# First Keeper Snook (shame not season)



## SnapperHunter26 (Apr 28, 2009)

Was fishing at a bridge in South Palm Beach county, for snapper, using frozen mullet halves, on a sliding sinker rig, with a 4oz bank sinker 50lbs flouro leader and 4/0 circle hook, on a torium 30 (my mutton setup). This baby decided she wanted it more then a mutton did...nice fight too...to bad it's not snook season...she was 31.5" T/L...

Here is a pic, snapped a quick pic and released her! Didn't want to, but I am a man of the law, so gotta do whats right!


----------



## GreenFord (Apr 11, 2009)

Congrats on the snook nice fish!


----------



## SnapperHunter26 (Apr 28, 2009)

thanks


----------



## adp29934 (Dec 30, 2008)

Nice feesh!


----------



## SnookMook (Jan 7, 2004)

SH--Way to go, nice fish man! Next time try to hold those big snook your going to release in a horizontal position for a photo.


----------



## SnapperHunter26 (Apr 28, 2009)

SnookMook said:


> SH--Way to go, nice fish man! Next time try to hold those big snook your going to release in a horizontal position for a photo.

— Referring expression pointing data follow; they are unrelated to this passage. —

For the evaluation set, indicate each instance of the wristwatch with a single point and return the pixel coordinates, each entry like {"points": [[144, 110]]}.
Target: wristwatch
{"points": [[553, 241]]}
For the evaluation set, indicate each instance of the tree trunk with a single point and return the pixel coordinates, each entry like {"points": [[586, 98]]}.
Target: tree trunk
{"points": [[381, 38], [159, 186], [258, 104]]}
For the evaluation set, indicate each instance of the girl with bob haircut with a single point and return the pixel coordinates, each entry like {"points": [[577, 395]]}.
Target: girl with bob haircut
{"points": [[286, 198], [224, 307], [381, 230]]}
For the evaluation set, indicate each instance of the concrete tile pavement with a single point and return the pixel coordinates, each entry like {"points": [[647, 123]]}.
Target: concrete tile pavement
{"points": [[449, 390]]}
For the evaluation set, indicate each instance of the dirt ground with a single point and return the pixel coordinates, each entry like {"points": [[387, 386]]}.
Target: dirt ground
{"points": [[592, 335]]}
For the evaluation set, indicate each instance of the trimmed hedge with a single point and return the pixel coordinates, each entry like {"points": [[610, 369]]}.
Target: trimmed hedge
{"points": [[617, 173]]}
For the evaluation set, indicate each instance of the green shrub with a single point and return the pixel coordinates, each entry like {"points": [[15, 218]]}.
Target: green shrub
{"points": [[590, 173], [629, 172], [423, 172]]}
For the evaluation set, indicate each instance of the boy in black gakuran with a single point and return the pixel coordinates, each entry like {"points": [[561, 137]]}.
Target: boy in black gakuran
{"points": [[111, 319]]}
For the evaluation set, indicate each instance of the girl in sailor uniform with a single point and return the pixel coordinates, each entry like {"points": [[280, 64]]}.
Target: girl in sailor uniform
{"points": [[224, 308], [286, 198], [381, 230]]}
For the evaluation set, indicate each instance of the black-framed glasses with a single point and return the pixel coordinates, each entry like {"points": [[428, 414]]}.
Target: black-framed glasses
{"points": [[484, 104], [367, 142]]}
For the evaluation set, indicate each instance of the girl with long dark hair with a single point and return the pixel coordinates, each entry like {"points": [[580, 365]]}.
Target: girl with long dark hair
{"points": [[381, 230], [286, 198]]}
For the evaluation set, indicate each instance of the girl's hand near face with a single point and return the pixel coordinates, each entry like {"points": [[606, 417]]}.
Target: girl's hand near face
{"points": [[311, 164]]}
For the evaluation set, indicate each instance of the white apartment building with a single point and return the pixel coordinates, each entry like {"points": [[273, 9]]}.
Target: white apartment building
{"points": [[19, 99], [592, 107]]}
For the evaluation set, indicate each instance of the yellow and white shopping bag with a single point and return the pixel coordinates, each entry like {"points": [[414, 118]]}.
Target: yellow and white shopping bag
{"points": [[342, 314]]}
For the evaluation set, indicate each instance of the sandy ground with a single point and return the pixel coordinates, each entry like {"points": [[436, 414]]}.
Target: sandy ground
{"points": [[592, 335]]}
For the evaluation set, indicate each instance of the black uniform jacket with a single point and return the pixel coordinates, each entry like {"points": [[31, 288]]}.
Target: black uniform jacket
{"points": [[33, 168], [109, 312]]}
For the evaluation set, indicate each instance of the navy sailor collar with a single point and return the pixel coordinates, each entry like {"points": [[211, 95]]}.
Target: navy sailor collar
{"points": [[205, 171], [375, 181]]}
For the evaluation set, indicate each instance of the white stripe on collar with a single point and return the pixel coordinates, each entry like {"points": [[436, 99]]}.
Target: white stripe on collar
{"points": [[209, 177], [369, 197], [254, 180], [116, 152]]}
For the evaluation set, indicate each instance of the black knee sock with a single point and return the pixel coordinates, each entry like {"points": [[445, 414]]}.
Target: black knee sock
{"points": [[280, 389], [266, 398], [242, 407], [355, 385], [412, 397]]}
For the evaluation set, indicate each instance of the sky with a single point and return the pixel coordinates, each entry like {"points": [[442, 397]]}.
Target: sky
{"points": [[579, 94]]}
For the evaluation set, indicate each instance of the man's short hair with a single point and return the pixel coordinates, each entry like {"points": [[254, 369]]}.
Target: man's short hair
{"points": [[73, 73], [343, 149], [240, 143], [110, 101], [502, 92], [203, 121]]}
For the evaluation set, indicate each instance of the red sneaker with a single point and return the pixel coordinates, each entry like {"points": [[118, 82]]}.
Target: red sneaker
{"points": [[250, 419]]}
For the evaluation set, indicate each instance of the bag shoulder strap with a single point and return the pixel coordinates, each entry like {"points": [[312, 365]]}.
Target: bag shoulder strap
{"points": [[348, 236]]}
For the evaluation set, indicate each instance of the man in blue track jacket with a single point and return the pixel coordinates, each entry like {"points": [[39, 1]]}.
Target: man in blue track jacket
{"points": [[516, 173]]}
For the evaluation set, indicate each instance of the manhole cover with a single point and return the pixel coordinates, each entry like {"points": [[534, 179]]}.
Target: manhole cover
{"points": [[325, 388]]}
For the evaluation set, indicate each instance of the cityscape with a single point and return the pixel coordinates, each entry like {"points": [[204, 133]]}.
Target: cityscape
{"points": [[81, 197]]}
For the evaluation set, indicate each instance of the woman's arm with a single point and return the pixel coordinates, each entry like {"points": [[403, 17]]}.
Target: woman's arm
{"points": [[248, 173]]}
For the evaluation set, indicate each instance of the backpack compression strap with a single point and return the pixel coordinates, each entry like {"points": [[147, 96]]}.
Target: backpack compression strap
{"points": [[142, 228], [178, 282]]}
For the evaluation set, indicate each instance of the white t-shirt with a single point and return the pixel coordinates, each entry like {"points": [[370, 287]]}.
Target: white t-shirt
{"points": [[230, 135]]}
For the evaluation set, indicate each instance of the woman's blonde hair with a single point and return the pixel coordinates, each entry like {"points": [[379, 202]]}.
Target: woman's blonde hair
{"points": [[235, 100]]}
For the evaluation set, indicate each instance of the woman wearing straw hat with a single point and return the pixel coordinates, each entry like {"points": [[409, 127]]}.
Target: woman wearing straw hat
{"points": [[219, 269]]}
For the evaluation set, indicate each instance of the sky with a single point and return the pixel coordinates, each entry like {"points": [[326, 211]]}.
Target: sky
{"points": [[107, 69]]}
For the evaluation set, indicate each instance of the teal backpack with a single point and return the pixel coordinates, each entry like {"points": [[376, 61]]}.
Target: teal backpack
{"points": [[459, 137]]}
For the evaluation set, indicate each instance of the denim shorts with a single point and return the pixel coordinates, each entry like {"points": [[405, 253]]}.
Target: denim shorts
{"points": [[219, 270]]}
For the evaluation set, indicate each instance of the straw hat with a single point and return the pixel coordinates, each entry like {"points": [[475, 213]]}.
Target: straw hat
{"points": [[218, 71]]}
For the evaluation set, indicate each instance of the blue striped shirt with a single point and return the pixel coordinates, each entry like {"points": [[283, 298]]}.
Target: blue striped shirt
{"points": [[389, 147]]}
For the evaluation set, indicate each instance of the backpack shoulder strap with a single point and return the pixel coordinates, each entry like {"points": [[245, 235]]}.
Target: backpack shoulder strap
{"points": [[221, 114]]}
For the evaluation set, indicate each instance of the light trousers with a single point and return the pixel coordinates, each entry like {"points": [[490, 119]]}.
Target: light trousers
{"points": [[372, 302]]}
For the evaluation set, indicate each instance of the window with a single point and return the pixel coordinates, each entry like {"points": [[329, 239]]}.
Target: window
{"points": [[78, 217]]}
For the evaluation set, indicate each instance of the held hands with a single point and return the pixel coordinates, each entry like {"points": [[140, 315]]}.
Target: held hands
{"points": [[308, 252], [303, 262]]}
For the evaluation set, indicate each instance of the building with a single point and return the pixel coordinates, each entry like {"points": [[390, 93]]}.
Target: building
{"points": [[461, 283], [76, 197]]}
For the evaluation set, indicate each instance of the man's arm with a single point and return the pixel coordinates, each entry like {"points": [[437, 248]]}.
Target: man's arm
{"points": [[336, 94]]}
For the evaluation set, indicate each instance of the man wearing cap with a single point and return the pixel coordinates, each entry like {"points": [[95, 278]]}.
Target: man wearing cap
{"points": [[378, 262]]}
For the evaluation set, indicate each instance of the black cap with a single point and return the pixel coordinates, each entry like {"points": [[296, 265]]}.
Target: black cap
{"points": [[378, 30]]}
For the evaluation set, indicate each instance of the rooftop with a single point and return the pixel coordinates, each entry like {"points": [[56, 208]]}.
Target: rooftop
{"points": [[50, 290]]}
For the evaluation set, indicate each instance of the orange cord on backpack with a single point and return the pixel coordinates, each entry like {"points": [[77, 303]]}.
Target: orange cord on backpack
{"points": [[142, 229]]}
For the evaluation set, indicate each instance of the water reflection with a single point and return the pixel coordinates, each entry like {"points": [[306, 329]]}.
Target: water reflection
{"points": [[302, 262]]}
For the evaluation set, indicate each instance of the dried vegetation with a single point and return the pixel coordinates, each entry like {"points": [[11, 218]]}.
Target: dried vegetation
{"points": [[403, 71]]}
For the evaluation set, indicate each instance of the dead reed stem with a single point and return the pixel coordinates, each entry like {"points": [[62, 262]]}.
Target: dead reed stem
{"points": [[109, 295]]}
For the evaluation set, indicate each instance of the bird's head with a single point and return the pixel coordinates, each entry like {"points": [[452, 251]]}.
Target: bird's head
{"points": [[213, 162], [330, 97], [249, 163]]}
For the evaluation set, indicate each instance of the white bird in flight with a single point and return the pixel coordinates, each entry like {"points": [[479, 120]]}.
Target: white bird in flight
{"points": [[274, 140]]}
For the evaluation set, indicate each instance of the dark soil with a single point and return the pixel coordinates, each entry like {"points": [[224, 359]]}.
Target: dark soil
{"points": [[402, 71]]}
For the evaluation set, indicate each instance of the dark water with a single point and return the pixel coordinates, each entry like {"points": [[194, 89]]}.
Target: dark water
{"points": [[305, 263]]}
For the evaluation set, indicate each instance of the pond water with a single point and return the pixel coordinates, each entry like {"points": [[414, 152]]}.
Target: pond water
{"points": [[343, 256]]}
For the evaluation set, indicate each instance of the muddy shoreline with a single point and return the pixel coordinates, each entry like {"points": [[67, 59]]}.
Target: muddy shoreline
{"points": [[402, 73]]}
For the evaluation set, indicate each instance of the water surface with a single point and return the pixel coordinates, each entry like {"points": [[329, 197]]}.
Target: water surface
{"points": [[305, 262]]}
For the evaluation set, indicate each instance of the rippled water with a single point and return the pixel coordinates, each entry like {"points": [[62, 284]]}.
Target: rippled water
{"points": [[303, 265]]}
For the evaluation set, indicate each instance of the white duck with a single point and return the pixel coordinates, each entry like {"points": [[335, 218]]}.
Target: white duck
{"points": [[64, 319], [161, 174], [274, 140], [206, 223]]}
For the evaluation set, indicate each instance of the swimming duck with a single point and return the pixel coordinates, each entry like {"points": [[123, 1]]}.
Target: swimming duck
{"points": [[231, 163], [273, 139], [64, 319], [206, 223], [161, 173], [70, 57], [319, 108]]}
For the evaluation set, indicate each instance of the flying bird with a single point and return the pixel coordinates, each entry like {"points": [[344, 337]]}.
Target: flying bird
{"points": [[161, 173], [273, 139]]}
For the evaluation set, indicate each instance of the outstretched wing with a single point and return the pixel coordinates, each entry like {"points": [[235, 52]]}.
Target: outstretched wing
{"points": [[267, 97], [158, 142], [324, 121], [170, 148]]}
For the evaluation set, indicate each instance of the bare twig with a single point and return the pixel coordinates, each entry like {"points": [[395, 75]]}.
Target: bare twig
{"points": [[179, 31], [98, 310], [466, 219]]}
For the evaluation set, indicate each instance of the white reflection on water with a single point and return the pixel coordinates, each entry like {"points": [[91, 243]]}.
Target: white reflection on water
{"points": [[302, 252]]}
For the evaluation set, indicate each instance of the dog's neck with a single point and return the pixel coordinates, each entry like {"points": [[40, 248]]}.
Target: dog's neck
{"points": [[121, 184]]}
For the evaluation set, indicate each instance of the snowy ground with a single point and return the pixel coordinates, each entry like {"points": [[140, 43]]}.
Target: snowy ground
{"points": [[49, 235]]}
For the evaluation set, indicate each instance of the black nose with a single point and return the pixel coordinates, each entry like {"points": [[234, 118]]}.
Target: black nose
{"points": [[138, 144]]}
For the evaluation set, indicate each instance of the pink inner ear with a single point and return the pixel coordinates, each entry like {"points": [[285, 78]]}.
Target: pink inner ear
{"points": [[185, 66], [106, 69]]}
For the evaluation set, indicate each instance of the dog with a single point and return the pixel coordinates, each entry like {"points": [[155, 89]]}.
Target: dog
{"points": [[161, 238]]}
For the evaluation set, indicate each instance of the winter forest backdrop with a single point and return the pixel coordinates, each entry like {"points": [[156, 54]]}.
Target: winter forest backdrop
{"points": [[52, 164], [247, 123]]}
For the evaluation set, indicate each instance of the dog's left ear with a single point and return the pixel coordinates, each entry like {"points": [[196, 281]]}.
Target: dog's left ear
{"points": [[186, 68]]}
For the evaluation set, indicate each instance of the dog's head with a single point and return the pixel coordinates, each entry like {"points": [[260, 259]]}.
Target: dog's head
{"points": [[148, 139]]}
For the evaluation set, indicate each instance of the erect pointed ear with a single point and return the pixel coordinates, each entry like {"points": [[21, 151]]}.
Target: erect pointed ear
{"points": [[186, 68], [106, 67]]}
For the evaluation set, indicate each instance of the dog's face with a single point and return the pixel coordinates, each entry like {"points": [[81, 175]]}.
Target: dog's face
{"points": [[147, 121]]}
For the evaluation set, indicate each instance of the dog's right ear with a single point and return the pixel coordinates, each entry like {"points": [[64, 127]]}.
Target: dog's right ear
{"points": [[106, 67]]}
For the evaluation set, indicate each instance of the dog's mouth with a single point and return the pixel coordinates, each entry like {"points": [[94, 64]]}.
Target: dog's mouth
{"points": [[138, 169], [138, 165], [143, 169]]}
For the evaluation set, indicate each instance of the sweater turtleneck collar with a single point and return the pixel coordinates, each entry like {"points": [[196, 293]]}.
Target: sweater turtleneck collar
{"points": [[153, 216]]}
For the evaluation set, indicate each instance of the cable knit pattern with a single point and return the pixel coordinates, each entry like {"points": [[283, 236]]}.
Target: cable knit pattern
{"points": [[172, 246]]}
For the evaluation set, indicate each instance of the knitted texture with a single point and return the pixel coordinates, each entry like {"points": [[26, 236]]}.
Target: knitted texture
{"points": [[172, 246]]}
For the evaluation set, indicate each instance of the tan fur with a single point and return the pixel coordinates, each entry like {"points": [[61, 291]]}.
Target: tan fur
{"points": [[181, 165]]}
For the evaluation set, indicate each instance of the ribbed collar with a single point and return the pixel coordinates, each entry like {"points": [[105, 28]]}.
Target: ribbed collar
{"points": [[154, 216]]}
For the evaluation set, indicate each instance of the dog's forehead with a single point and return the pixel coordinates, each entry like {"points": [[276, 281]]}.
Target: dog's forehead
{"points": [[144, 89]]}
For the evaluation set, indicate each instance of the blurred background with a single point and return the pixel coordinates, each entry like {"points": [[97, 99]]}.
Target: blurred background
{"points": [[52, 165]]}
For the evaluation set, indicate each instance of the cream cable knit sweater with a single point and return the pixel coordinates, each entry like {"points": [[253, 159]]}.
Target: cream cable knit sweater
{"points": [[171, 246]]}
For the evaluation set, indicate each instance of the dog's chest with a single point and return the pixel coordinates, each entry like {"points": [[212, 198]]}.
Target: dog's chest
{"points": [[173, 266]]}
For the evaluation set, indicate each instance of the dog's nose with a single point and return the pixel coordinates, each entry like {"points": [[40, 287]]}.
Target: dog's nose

Yeah I thought about that after I revived her....she swam away fine though. I swear....it never fails...When I try to catch a snook, I can't catch one, when I try to catch a mutton, I catch a snook!  Oh well, not complaining to much, it's been a while since I felt a pull like that on my torium!!


----------



## adp29934 (Dec 30, 2008)

SnookMook said:


> Next time try to hold those big snook your going to release in a horizontal position for a photo.


Sorry if this is a stupid question, but is holding the fish horizontally easier on the fish?


----------



## emanuel (Apr 2, 2002)

adp29934 said:


> Sorry if this is a stupid question, but is holding the fish horizontally easier on the fish?


Yes, it puts less stress on their internal organs.


----------



## DVO (Mar 22, 2004)

Congratulation on your catch - That snook must be very hungry man. He ate a DEAD shrimp and 4oz sinker 2 feet in front - I never heard of it before.


----------



## SnookMook (Jan 7, 2004)

adp29934 said:


> Sorry if this is a stupid question, but is holding the fish horizontally easier on the fish?


There is also quite a bit of research which indicates vertical suspension damages their jaw musculature and such. Between the internal organs and the jaw research, I'd just assume give them the benefit of the doubt.


----------